A recent thread on the Facebook group "Not So Formulaic" discussed how we can cultivate love for our difficult child.  One mom, Julie, commented that it's all very humbling when you didn't expect being a mom to be so hard.  She wrote:
"...before I became a mother, I was fairly successful at most things I had tried.  Motherhood has brought out things in me that I didn't even know were there.  I had always been taught that being a parent helps you to grow in holiness, but I don't think I was prepared for what that really meant.  Even though the blackness of my heart is not what I wanted or even thought was in there, I think God has used it to reveal and prune things in me I didn't even think I struggled with."

It can be jarring when the focus on "fixing things" turns from fixing your child's behavior to fixing your mindset.  I remember wanting to scream to one of my kids who was dawdling as we were piling into the car, "GET WITH THE PROGRAM!" when in reality I was the one who needed to chill and adopt some reasonable expectations.  Ginny, of the Facebook group "Not So Formulaic," wrote:
"There was a time that I spent a lot of effort wallowing in my despair, feeling like things were never going to get better and becoming increasingly more convinced that I was raising menaces to society (I'm being dramatic but you get the drift).  I was very angry, and my kids knew it.  When I had a massive fit and collapsed in a heap of tears only to have my 5-year-old kneel down next to me and beg God to save her mommy, that's when I finally resolved to get help."
She writes about this here.  Since then she has developed a treasure chest full of resources for parents having some of the same struggles.  For many of us it takes hitting some kind of rock bottom to let go of our pride and get the help we desperately need.

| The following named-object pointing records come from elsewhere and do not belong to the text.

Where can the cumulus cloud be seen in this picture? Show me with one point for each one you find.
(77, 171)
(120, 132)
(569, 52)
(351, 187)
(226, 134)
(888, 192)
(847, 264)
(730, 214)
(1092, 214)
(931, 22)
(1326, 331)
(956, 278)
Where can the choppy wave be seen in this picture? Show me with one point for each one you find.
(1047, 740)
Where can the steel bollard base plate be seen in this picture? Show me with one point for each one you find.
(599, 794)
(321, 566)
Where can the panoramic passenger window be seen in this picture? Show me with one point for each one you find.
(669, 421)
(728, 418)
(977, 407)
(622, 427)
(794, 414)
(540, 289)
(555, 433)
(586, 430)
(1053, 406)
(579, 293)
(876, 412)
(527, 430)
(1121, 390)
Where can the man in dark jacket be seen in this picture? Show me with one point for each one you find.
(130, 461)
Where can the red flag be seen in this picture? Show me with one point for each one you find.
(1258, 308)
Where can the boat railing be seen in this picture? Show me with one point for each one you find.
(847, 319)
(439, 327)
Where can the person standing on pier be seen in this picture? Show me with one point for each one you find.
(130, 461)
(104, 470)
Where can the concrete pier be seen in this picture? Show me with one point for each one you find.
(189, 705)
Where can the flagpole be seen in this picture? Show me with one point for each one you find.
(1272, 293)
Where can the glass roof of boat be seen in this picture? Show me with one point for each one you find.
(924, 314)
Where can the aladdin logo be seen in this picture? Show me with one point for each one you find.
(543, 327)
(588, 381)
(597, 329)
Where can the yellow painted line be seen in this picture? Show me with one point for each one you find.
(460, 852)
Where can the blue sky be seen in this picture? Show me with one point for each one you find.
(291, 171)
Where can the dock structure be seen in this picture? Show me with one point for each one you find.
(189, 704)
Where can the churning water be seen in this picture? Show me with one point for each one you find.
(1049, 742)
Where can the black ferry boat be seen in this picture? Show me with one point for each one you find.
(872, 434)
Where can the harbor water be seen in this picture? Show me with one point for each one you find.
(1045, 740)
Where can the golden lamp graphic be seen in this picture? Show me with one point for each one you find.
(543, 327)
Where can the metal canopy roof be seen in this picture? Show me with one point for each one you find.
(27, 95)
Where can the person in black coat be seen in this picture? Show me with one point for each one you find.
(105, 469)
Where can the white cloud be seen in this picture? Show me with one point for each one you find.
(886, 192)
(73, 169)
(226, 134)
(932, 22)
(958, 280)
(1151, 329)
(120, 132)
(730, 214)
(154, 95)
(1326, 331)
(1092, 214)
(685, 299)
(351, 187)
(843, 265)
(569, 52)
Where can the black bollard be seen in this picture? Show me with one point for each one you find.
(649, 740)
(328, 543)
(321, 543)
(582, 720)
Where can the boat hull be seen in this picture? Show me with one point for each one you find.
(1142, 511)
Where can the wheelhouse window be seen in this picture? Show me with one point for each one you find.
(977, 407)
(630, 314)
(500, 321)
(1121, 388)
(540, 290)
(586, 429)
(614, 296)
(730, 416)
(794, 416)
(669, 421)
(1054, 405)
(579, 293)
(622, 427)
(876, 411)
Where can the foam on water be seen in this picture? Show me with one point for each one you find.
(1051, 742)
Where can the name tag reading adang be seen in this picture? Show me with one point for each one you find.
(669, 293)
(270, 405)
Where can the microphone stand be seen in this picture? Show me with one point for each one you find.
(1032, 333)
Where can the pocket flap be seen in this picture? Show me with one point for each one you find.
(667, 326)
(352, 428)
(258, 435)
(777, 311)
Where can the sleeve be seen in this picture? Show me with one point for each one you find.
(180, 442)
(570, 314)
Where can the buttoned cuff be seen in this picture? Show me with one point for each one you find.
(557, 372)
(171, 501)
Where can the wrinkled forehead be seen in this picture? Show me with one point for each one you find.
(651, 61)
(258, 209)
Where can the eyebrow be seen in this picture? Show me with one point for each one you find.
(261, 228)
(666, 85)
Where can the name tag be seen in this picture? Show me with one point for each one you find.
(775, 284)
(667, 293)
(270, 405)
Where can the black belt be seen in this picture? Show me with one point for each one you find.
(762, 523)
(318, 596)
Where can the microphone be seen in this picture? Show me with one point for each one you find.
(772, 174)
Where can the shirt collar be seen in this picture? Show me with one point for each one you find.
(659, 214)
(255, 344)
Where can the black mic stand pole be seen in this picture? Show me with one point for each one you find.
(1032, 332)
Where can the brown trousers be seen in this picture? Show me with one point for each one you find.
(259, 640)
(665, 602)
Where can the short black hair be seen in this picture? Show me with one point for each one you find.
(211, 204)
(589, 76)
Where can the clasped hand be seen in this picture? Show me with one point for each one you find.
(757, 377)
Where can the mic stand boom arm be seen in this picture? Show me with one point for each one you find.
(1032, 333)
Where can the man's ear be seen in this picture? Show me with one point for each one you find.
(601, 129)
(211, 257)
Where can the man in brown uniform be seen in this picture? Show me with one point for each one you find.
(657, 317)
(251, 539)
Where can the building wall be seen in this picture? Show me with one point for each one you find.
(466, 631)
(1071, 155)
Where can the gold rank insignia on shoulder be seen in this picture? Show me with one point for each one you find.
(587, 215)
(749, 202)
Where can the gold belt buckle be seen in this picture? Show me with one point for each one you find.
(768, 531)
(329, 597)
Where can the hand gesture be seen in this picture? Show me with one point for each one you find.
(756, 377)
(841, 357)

Getting help may mean a parenting class, counseling or medical consultation for you along with a professional evaluation, diagnosis, and therapies for your child.  It may also mean a big change in lifestyle, job, or schooling choices.  Since anxiety and depression can make parenting even harder than it already is, getting holistic help and re-setting family dynamics are crucial.  Be prepared:  your marriage may improve.  And that's where you can begin to see the hard work and long-suffering pay off.  You are becoming a better person (even if some days you'd be happier to go back to who you used to be).  You are being stretched to the limit and that's when you can grow in humility.

It's refreshing when your struggles lead to a sudden "Eureka!" moment, like one mom, Jessica, describes after finding herself resentful of her son's repeated misbehavior:  
"Wow, how unfathomable is the love and mercy of God.  Because how many times have I sinned the SAME sin a thousand times again and again?  God probably has the same exasperations when I do what He's 'told me not to' over and over...He forgives me as many times as it takes.  He never resents me, He is always completely willing to welcome me back with open arms, even knowing I'll screw up again.  And I realize I'm called to have this kind of love and mercy for my son.  As the Father loves me, so am I called to love my own son."
And that's when you realize that by accepting yourself, embracing humility and asking for God's grace everyday, you are in a much better place than you were before.  Oftentimes it is by accepting your child, and then yourself that your faith life grows by leaps and bounds.  Your marriage and all of your personal relationships can only improve, and you have that difficult child to thank for it.